A view of craters on the surface of the moon captured by China's Chang'e-6 lunar probe, June 4, 2024. /CNSA
Recently, Chinese researchers identified, for the first time, micrometer-scale crystalline Fe2O3 in the forms of hematite (α-Fe2O3) and maghemite (γ-Fe2O3) in lunar soils, formed by large-scale impact events, the China National Space Administration (CNSA), Shandong University, and the Chinese Academy of Sciences jointly announced on Sunday.
The discovery is based on analysis of lunar soil samples returned by the Chang'e-6 mission from the South Pole-Aitken (SPA) Basin, providing credible evidence for the presence of Fe2O3 on the lunar surface and challenging the traditional understanding of lunar surface redox states.
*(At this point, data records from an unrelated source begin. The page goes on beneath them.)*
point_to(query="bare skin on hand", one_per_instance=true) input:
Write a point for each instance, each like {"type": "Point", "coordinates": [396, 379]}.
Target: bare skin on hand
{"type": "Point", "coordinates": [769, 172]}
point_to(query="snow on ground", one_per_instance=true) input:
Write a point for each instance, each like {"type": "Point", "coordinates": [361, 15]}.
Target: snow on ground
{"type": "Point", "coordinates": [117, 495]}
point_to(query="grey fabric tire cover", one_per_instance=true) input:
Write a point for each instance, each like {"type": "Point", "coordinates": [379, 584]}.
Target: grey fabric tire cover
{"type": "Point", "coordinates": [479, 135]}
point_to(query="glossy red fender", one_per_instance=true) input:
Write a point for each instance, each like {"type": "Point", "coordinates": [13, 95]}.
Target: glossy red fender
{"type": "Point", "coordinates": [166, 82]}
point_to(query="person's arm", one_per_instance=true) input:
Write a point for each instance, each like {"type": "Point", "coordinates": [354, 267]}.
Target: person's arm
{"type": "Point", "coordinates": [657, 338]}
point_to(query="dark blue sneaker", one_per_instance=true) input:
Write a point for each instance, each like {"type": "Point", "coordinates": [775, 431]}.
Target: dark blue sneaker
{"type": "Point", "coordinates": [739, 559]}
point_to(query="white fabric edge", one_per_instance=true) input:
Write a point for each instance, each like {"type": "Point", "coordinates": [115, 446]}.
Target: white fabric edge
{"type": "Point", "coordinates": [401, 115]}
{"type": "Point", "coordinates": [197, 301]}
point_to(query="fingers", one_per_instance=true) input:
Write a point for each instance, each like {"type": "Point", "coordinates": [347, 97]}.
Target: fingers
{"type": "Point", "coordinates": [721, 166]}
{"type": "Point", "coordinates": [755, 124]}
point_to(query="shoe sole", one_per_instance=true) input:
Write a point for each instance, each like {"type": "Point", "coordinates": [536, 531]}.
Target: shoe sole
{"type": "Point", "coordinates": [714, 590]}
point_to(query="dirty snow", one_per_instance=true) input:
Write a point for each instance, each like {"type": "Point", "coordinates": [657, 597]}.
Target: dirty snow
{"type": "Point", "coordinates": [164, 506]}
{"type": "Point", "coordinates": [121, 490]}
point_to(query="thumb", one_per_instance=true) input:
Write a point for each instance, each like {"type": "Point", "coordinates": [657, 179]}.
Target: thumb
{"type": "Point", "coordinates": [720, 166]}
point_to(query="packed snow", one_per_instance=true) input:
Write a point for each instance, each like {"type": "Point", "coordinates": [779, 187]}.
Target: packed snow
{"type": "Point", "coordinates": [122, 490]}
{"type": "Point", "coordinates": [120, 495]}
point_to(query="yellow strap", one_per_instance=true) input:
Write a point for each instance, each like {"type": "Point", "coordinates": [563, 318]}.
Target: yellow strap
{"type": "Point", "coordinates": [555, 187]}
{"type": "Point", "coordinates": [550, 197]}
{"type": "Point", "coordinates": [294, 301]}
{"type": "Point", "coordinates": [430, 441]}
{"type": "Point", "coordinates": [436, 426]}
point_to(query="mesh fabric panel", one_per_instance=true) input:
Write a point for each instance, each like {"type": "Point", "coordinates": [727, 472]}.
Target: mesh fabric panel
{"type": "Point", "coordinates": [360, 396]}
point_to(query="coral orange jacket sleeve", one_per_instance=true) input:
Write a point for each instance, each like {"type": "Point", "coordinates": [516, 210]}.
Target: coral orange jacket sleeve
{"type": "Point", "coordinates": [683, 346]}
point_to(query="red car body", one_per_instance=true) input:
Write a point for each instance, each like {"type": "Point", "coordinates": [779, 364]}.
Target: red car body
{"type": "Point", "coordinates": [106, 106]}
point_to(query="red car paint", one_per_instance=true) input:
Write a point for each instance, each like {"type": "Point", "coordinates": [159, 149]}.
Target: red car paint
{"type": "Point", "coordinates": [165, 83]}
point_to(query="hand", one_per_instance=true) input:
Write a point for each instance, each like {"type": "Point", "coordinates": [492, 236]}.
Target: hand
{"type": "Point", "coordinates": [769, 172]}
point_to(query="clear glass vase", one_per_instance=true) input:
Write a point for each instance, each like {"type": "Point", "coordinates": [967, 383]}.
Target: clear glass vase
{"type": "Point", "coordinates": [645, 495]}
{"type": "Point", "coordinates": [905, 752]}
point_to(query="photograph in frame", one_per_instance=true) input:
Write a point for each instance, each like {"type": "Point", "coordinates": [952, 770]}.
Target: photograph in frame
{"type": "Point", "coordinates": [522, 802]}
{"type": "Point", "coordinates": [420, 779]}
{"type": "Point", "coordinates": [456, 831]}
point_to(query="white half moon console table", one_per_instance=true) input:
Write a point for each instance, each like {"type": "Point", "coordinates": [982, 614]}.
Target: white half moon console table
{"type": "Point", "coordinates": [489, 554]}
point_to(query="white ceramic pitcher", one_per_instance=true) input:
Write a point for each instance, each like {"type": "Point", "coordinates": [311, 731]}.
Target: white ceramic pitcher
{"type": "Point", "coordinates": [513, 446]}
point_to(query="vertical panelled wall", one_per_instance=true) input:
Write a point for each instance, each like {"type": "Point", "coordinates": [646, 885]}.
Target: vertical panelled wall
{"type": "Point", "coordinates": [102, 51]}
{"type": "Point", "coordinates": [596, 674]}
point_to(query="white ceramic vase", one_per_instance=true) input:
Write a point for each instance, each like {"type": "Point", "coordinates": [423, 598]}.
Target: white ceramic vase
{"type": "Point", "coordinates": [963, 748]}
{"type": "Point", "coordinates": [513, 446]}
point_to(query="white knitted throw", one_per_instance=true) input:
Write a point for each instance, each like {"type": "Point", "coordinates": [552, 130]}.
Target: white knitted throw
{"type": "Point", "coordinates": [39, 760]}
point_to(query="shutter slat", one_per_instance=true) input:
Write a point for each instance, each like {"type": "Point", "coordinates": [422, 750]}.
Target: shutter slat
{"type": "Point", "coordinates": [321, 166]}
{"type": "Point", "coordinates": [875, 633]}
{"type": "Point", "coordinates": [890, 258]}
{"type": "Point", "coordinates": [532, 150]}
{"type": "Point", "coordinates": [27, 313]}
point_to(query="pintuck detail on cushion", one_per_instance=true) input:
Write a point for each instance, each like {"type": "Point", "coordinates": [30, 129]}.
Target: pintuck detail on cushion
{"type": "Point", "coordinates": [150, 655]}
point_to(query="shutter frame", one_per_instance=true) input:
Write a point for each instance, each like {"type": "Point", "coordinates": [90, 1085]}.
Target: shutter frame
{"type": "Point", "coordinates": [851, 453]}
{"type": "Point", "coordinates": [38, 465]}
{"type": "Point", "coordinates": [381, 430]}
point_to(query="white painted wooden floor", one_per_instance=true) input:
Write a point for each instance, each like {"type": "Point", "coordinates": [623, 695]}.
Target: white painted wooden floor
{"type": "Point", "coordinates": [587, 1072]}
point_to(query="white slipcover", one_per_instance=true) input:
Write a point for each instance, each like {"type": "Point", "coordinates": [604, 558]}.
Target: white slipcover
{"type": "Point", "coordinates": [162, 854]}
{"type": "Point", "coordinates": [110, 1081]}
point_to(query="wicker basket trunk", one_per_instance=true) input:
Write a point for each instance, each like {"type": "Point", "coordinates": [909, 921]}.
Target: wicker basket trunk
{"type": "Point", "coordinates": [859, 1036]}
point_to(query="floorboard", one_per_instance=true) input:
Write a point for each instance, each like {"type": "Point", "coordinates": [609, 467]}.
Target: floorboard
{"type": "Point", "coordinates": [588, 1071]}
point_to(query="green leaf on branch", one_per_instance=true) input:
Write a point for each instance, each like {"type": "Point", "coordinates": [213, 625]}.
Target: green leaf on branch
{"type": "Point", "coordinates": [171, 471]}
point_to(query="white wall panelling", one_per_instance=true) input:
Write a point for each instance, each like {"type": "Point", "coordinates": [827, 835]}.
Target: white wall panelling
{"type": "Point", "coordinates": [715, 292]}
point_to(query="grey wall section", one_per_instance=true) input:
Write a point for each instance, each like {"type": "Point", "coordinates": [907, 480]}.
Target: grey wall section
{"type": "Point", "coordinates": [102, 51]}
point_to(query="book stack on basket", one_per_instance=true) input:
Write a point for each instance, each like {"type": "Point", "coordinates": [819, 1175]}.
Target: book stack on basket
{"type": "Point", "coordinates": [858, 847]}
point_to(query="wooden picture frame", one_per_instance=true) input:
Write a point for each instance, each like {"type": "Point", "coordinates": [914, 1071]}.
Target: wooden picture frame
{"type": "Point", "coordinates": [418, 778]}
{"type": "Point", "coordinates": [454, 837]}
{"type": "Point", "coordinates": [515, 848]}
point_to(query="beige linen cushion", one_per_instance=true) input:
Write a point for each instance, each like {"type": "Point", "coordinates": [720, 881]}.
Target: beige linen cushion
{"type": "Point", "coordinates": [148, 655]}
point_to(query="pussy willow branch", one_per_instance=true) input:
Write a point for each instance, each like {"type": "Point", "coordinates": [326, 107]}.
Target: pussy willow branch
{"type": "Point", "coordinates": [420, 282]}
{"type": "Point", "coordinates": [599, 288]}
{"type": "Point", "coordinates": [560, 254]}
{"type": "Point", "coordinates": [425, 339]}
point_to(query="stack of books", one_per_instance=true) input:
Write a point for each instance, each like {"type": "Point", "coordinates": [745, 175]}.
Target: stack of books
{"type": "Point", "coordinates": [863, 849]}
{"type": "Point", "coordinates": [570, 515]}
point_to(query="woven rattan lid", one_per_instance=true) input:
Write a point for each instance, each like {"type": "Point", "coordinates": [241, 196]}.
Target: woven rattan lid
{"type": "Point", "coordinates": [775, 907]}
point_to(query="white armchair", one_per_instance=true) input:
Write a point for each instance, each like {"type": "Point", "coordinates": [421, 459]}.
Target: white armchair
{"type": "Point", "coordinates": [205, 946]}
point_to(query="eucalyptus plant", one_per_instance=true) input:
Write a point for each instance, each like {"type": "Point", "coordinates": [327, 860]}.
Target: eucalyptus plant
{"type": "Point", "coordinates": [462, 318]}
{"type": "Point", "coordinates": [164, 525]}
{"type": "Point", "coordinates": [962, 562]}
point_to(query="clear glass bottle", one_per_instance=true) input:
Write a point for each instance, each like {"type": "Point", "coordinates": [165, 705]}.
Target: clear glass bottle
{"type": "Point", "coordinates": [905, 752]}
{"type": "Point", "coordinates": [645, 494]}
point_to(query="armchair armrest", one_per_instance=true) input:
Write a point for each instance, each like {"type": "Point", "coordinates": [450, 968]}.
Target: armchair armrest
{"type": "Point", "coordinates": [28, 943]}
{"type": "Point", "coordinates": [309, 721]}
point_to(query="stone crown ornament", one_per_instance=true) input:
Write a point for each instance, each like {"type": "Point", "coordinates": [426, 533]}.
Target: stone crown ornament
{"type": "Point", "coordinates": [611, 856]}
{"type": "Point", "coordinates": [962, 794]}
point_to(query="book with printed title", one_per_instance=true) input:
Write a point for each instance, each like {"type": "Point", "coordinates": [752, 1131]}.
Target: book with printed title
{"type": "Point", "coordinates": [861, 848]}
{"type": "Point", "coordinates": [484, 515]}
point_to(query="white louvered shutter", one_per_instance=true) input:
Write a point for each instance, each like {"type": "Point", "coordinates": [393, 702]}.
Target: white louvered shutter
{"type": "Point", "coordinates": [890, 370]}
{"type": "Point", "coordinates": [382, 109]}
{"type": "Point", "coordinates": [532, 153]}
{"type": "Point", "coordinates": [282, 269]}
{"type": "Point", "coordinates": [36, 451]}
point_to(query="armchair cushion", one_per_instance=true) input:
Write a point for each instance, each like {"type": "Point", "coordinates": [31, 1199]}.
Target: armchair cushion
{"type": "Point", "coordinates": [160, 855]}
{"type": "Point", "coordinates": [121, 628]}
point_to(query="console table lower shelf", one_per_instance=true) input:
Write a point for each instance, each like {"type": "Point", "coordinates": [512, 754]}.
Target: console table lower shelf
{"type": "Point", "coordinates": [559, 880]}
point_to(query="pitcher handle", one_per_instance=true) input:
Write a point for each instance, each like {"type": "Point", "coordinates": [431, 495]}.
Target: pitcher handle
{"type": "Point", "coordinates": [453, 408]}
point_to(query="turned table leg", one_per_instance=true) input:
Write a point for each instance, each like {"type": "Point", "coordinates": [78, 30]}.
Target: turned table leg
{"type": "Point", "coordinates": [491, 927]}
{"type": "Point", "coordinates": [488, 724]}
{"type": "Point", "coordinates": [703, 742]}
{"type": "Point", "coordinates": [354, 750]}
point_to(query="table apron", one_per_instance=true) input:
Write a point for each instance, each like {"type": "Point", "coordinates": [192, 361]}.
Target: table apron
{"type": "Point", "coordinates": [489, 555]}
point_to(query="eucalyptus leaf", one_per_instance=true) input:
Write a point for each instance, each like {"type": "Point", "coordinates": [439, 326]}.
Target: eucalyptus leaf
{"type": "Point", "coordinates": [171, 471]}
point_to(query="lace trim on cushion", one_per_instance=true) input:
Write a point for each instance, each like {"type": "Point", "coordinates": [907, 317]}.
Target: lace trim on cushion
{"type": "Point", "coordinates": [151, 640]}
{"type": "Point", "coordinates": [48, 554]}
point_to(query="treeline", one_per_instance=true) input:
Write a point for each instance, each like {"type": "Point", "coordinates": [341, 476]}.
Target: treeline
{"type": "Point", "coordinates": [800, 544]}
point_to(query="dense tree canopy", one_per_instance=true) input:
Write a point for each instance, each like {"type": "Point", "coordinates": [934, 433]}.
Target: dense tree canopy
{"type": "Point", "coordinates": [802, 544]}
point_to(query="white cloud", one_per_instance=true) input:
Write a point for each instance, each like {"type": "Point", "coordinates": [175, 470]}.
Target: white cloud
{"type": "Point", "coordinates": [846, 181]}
This finding, published in the journal Science Advances, will offer important scientific support for future lunar research and deepen understanding of the moon's evolutionary history.
Morphology, composition and crystal structure of the studied iron oxide mineral in the Chang'e-6 breccia clast sample. /CMG
According to the study, the formation of hematite is likely closely linked to past large-scale impact events on the moon. Such impacts can generate a heterogeneous vapor environment characterized by locally elevated oxygen fugacity, where Fe2+ ions are oxidized to higher valence states, leading to the desulfurization of troilite (FeS). Through subsequent vapor-phase deposition, this process forms micrometer-scale crystalline hematite particles.
Notably, the intermediate products of these reactions – magnetite and maghemite – are magnetic and may serve as mineral carriers of the magnetic anomalies surrounding the South Pole-Aitken (SPA) Basin on the lunar farside.
The research provides the first sample-based confirmation that highly oxidizing minerals such as hematite can exist on the lunar surface despite its reducing environment. It also sheds new light on the moon's redox state and the reason for the generation of its magnetic anomalies.
The SPA Basin, where Chang'e-6 landed, is the largest and oldest known impact basin on any rocky body in the solar system. The scale of the impact that formed it far exceeded that of other regions on the moon, providing a unique setting for studying exceptional geological processes. The successful return of samples from within the basin's interior by the 2024 Chang'e-6 mission laid the foundation for this breakthrough discovery.